But there was one big thing that dominated 2018 across the board– the passing of Bill C-45 and the roll out of the adult use cannabis market.

It was impossible to attend a meeting or party, walk down the street or turn on the news without cannabis being the number one topic on minds, lips and billboards. This was truly a Heritage Moment in Canadian history as we lead the world in this nascent industry and has dubbed 2018 “The Year of Cannabis”.

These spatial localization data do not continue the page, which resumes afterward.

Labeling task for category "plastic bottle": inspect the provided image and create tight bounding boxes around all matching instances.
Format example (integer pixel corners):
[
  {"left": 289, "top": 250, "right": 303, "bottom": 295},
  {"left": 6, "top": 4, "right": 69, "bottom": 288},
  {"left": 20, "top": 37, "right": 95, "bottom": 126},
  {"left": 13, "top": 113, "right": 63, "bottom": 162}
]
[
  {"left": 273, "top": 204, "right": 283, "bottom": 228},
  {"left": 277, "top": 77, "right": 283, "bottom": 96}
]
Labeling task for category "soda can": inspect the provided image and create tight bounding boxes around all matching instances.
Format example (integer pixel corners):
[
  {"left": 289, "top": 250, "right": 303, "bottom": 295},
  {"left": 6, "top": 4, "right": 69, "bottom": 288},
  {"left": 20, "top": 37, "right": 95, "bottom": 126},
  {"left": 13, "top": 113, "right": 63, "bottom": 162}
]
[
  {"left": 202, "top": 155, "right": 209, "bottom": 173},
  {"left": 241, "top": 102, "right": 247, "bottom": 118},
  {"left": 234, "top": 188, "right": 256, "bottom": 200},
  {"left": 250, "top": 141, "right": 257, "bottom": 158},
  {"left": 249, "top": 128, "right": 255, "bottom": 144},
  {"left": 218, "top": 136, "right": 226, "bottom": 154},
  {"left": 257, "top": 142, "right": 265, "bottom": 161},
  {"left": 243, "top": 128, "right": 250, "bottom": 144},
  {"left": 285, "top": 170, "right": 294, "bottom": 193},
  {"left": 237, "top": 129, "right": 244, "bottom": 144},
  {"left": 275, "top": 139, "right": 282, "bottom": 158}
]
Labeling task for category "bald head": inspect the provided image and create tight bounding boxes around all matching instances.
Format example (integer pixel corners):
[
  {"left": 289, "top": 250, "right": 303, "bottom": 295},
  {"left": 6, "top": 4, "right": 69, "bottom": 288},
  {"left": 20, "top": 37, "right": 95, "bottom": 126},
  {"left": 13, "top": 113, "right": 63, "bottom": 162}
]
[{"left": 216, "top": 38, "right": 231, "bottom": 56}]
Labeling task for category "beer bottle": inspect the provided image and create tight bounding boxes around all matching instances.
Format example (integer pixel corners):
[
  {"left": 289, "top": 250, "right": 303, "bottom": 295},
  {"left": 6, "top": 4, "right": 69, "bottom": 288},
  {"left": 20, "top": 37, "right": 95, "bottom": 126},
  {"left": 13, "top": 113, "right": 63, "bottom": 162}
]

For the Trudeau government this was a massive campaign item that can now be moved from promises made to promises kept.  The federal Liberals spent a significant amount of political capital, time and effort to ensure that this was the policy decision that defined their first term in office. As the bill passed through the House of Commons there were last minute edits, committee meetings, consultations with senators and a strong final push to get this off the floor before the summer break. It was clear that this was not a fight Trudeau planned to lose.  Although using this as a propeller for their progressive and open-minded image, the government has taken a harsh approach to marketing and advertising regulations that has left licensed producers scrambling to promote their new brands without a hand-slap from Health Canada. Luckily the hype isn’t over yet - 2019 will bring along with it new legislation on edibles and likely another boom in the share prices for Canadian LPs.

Although cannabis is now available in every province, it may not always feel that way. In keeping with their “Open for Business” mentality, the Ford Government changed the retail model in the 11th hour opening it up to private sellers for 2019. In the meantime, the Ontario market has been plagued with supply shortages, recalls and customer complaints turning the OCS into one of the worst drug dealers on the block.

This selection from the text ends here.